Be sure to really, really, have thought about these questions, and perhaps even rehearsed them in a mock interview with a faculty person you trust.
What should I ask them at the interview?
When an MD/PhD program interviews you, they are also trying to sell their school to you. You should ask them some pertinent questions that will help you get a sense of what they're about, and whether they are right for you. While the things that people want to get out of an MD/PhD program vary widely, there are some numbers about the program you should find out, and a few questions you might wish to have answered during your interviews.
Numbers to find out:
- How many students do you interview/accept/enroll?
- What is the stipend, how long can I receive it, and how many of your accepted applicants receive funding? (The average is around $20,000/year for an MSTP program)

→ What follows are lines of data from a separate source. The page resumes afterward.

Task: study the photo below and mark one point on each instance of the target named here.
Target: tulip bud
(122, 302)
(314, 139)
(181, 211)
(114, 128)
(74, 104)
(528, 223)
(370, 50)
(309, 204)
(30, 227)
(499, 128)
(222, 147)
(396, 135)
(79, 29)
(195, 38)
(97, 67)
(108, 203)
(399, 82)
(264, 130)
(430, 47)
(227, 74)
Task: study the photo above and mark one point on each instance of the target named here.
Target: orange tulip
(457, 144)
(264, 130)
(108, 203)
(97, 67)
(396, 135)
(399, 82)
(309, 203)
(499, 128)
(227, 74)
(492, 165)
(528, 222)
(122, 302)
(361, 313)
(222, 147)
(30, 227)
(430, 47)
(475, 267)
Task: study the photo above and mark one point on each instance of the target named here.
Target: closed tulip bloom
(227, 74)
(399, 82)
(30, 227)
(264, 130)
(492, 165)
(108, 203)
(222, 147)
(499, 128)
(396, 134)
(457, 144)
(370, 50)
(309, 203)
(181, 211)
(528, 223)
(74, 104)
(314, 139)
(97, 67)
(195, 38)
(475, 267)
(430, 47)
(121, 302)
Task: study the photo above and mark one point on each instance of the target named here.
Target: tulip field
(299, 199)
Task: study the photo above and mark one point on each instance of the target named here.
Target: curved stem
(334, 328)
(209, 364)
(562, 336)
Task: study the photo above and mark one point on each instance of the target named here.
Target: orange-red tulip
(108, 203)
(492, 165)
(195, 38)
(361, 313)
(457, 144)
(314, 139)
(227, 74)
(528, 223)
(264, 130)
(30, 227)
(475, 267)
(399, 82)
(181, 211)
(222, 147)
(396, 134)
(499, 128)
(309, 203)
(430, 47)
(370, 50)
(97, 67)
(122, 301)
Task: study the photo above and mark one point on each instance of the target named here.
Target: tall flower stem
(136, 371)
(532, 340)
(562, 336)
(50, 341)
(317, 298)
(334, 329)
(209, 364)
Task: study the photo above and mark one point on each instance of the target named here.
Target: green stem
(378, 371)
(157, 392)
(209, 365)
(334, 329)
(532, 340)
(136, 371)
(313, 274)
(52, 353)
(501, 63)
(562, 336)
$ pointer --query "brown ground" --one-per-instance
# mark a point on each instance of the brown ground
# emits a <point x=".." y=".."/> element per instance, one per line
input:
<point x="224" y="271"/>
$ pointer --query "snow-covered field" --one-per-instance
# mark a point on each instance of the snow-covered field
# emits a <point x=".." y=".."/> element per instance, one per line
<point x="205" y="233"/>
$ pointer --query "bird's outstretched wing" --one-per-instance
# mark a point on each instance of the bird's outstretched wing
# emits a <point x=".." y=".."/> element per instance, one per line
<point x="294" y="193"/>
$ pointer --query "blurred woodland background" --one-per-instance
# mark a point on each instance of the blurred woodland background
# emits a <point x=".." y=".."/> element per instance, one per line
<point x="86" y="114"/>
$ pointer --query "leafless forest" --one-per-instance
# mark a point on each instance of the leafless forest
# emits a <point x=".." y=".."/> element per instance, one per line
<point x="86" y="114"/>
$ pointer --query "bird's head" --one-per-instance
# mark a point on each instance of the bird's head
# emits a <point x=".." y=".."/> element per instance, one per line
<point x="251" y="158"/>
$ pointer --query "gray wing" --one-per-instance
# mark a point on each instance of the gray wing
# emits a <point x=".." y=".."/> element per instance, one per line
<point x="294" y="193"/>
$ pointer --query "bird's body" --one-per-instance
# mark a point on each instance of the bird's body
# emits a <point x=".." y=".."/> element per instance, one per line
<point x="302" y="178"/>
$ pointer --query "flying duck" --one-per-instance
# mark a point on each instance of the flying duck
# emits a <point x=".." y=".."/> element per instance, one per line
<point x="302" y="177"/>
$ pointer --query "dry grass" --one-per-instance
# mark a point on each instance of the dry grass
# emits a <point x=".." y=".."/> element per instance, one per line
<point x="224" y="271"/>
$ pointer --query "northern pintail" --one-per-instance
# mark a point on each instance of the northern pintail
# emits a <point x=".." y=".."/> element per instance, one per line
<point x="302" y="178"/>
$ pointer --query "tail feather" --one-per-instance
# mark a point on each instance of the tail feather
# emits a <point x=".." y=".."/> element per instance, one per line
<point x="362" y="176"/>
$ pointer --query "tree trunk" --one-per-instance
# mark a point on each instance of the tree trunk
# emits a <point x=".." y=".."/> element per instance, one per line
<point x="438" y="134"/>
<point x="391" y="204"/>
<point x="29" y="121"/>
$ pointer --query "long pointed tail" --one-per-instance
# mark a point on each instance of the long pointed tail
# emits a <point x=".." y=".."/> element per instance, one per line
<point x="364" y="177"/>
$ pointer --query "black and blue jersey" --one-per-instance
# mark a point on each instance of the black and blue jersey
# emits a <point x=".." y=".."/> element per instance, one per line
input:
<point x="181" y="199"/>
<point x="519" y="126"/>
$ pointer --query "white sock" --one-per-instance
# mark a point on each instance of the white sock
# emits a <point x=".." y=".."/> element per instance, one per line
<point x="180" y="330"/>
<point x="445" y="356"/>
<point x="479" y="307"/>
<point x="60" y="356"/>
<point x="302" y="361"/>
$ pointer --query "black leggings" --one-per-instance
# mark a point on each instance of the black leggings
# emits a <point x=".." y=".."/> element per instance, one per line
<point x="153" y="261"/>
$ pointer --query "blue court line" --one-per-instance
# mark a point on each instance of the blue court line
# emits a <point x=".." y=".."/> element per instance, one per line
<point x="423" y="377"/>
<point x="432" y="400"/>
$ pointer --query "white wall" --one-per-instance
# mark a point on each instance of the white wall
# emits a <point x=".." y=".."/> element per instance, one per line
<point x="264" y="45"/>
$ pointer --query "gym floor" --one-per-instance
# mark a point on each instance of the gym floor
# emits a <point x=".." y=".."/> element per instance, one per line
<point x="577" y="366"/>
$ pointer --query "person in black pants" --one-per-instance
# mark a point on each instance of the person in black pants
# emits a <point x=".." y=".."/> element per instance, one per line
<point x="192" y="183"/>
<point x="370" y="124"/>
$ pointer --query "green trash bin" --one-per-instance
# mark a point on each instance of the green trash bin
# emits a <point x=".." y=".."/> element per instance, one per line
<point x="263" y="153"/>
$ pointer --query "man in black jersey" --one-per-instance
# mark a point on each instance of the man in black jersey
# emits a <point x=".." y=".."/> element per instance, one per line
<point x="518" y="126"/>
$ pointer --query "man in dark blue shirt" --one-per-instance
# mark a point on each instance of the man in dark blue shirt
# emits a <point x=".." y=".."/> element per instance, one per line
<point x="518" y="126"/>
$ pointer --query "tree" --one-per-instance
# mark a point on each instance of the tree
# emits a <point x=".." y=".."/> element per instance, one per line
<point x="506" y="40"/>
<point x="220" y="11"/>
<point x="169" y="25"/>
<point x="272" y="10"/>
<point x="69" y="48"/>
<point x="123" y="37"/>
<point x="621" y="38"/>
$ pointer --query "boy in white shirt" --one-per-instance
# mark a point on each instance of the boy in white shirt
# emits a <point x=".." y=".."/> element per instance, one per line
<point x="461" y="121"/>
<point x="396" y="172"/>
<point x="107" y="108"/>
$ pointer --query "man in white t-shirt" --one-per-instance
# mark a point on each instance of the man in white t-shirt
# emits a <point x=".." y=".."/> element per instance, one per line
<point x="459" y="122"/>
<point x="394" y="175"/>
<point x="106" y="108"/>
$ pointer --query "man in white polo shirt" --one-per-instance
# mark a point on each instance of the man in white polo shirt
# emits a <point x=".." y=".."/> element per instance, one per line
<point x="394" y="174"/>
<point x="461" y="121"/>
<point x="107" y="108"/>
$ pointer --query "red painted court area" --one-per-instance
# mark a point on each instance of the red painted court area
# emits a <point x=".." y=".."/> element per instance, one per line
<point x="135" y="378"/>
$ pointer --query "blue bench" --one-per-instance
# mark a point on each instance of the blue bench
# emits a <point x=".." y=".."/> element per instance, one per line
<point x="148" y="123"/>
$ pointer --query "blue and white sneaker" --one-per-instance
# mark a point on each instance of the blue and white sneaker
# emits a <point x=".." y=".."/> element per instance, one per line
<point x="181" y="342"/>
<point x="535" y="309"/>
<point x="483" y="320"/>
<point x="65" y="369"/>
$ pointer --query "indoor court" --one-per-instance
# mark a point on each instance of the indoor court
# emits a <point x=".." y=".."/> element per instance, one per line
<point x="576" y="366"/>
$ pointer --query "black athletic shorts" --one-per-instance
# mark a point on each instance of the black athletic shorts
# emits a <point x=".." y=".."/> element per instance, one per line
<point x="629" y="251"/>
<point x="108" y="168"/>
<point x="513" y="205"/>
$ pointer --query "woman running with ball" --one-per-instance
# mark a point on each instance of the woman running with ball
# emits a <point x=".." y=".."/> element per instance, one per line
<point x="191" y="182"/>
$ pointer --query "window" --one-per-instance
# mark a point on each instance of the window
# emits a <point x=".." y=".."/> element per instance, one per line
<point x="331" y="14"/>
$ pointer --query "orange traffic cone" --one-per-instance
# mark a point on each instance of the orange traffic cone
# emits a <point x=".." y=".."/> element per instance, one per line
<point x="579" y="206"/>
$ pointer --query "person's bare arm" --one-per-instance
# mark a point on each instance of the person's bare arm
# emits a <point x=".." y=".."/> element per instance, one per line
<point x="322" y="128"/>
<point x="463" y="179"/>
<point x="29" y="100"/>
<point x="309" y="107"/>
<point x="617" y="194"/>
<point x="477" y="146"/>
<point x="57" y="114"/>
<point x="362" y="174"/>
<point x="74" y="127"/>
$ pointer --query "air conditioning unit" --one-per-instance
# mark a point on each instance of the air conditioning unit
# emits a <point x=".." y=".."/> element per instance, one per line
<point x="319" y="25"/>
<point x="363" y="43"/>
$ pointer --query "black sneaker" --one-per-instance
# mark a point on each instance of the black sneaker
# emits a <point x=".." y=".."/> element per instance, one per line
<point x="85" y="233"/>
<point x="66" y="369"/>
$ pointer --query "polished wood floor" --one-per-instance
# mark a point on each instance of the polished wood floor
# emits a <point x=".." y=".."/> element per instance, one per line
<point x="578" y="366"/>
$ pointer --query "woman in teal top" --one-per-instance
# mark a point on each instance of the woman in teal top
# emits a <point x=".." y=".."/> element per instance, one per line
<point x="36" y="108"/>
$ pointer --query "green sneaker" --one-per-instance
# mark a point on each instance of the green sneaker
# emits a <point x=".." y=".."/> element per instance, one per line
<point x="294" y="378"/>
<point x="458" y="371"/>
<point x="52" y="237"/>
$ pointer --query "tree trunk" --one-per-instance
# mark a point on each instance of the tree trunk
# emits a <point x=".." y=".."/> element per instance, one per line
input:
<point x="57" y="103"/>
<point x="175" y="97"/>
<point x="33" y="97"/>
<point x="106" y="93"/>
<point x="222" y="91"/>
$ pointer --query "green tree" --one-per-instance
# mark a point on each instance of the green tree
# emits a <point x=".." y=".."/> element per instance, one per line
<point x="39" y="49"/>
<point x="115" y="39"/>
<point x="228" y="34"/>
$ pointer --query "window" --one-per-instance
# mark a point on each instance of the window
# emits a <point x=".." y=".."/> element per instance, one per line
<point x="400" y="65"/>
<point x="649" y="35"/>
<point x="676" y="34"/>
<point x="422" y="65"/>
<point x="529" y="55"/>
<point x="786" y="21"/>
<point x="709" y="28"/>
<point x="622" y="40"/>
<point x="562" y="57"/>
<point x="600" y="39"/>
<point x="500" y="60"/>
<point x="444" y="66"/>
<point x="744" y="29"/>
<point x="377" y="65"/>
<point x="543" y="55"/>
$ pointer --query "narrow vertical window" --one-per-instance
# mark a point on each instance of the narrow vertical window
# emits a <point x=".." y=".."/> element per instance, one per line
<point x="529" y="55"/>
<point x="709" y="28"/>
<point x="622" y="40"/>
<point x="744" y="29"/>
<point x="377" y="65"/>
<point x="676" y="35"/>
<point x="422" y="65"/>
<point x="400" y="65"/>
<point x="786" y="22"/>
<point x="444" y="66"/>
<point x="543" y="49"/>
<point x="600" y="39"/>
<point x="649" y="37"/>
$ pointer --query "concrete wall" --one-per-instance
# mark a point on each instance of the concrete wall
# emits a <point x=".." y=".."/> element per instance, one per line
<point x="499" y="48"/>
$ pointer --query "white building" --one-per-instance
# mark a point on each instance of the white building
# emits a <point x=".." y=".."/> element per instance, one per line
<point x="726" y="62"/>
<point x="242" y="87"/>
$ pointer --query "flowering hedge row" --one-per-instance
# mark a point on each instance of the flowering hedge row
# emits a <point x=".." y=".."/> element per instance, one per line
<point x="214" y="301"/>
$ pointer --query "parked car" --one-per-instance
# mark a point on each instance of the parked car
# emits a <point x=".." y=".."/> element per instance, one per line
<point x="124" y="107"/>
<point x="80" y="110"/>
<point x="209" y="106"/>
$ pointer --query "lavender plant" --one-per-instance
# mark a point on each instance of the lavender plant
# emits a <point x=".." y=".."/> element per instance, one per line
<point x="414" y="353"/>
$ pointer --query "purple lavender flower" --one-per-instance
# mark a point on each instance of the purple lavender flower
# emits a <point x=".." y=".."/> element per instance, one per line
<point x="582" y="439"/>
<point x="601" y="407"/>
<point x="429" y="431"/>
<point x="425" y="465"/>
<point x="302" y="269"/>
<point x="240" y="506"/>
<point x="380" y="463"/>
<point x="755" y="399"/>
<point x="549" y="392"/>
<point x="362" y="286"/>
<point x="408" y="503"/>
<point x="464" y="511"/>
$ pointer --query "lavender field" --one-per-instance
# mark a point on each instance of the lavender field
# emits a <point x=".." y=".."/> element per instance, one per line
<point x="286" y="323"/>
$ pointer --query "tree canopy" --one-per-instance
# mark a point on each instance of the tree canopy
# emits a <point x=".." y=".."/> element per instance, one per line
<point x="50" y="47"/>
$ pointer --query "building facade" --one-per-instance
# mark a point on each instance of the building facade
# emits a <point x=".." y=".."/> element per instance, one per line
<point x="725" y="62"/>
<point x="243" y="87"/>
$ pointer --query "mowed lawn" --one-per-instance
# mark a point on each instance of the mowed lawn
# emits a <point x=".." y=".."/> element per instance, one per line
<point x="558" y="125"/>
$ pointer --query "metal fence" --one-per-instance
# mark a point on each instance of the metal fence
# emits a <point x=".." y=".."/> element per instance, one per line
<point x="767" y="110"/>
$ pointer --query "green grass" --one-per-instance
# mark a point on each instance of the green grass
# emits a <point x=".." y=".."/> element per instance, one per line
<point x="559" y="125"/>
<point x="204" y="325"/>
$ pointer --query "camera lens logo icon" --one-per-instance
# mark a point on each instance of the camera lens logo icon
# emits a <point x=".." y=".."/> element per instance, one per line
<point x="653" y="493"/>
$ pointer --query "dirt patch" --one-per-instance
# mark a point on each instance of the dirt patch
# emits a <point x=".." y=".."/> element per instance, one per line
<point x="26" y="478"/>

- How long does it take, on average, to finish the program here? (If the average is more than 8 years, find out why.)
Good questions to ask:
- What careers do your graduates go on to pursue?
- What flexibility is their in your program in terms of when one finishes medical school, starts graduate school, and then goes back to medical school?
- What is your research? (They love to talk about their own research.)
- How did you get interested in that work?
One final quality you may want to investigate is the way in which the school combines the MD and PhD portions of the program. At some schools, they are quite separate. At others, one takes graduate classes while in medical school, and gets some clinical training during graduate school. Find out how you prefer it, and find out how the school operates.